I put a house under contract just before the holidays. This was a very motivated seller. We will call this particular house the “really ugly yellow house”. And it was really ugly! Not only that, the layout was far from ideal. But real estate investors can see past ugly can’t they? They all know how about installing pretty siding don’t they?
I got the house for $23,000 in a $75,000 neighborhood. I knew that there was probably some wiggle room in the purchase price if I needed to ask for a price reduction, so I wasn’t too worried. It was a small 3 bedroom house with an older wooden detached garage, and it needed an interior rehab.
There was also a huge tree in the backyard that had been cut down. My idea was to put an ad on Craig’s List and offer free firewood just for cutting it up.
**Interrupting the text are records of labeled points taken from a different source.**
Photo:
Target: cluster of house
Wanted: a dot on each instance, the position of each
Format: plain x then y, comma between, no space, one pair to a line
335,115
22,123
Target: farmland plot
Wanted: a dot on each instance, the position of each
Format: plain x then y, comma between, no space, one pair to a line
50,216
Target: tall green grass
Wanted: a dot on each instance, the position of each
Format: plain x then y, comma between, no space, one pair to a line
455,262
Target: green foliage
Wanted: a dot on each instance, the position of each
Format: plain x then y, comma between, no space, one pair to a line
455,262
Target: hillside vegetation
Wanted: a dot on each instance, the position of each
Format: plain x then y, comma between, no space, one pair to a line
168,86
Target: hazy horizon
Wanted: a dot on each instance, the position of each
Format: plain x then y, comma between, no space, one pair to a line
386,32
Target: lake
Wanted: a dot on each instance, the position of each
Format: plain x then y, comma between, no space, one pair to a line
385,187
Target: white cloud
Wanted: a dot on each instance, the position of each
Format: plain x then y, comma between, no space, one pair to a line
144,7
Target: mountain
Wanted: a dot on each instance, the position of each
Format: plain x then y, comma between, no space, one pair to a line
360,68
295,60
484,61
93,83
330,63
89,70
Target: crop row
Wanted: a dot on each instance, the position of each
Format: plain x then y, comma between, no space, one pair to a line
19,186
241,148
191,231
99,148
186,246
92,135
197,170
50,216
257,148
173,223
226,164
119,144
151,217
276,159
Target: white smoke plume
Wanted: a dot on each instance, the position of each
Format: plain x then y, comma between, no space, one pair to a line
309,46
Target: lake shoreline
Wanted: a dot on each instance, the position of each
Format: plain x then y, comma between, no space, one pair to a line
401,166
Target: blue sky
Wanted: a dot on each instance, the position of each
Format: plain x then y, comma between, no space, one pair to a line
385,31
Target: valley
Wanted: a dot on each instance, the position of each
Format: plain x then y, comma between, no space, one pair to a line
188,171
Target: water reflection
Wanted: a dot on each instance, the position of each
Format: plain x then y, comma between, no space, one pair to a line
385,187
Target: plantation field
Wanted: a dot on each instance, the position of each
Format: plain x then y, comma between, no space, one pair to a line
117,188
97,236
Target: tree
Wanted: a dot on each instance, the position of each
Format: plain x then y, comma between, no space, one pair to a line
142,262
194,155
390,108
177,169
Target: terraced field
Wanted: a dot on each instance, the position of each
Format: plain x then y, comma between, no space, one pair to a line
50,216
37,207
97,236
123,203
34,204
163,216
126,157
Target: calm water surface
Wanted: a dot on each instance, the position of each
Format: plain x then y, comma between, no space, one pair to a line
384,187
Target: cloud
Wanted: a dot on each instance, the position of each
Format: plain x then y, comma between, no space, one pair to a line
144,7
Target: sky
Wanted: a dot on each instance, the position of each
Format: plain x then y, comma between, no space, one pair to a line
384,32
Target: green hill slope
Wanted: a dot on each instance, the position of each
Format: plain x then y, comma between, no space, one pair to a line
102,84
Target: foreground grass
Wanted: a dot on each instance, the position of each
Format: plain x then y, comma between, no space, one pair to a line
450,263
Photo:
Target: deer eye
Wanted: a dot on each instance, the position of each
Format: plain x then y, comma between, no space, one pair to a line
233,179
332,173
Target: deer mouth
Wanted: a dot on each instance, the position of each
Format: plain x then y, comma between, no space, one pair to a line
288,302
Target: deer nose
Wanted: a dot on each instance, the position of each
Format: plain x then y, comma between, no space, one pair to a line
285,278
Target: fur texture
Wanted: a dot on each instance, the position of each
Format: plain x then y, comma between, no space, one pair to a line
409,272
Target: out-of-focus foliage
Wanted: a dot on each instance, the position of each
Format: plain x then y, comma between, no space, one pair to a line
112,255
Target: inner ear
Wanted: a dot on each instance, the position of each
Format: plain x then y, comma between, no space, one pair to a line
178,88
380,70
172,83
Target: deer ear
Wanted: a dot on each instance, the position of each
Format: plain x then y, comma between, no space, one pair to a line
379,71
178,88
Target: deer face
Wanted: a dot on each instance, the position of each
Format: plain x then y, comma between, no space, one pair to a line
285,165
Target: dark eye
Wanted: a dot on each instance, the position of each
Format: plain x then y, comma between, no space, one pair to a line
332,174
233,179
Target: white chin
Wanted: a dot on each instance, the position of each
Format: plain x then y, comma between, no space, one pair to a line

In this economy, you would think that idea would be a winner. I got a ton of calls, but no one wanted to actually have to do the work; to cut the wood up. It seems they only wanted the wood if it was cut up, neatly stacked and ready to be hauled away.
I did everything to market this house. I put this house out to my large buyers list a couple of times, I posted it on Craigs List (and kept that listing current), and I hired someone to put out a whole bunch of handwritten bandit signs. I got lots and lots of calls, and a lot of people looked at the house. There were also some folks that drove right by the house and didn’t even stop. Once again, it was the “ugly factor”. But there were no offers.
One day after having the house for several weeks, I got on the PVA (the Tax Assessors site) and looked for people that were landlords. It was pretty easy to spot these folks. I also looked at the sales history of the houses on the surrounding streets 4-5 blocks in each direction. After doing this, I had a list of a people that were obviously rehabbers since they showed up on multiple properties in the area. Typically their name would appear as the owner of record, and after a few months the house would show a new owner. Sometimes the owner of record was an individual and other times it was a company or a land trust.
I sent each one of those folks a letter telling them about the house. I even called one builder/remodeler that had several houses in that neighborhood and told him I had a great deal. Since I had to leave a message I gave him the address, told him the price and some other pertinent information. You guessed it. I never heard back from any of them. Even after my now very, very motivated seller lowered the price $5,000, I still wasn’t having any luck. My wholesale purchase price was now $18,000. I just wanted to get this thing sold and move on.
Last week, my contract with the seller was finally up again. He had given me an extension and quite frankly, I was baffled as to why I hadn’t found a buyer for this house. I knew the house would be harder to sell when I put it under contract, but I never thought it would be impossible. Even though he knew from the beginning that I was planning to wholesale the property, I really hated that I hadn’t found him a buyer.
I got a call a few days ago from him letting me know that he had decided to list the house. I checked the MLS today and this is what I learned; the house that several hundred real estate investors didn’t like at a price of $18,000 to $23,000 was now listed by a Realtor for $29,900. May the force be with you.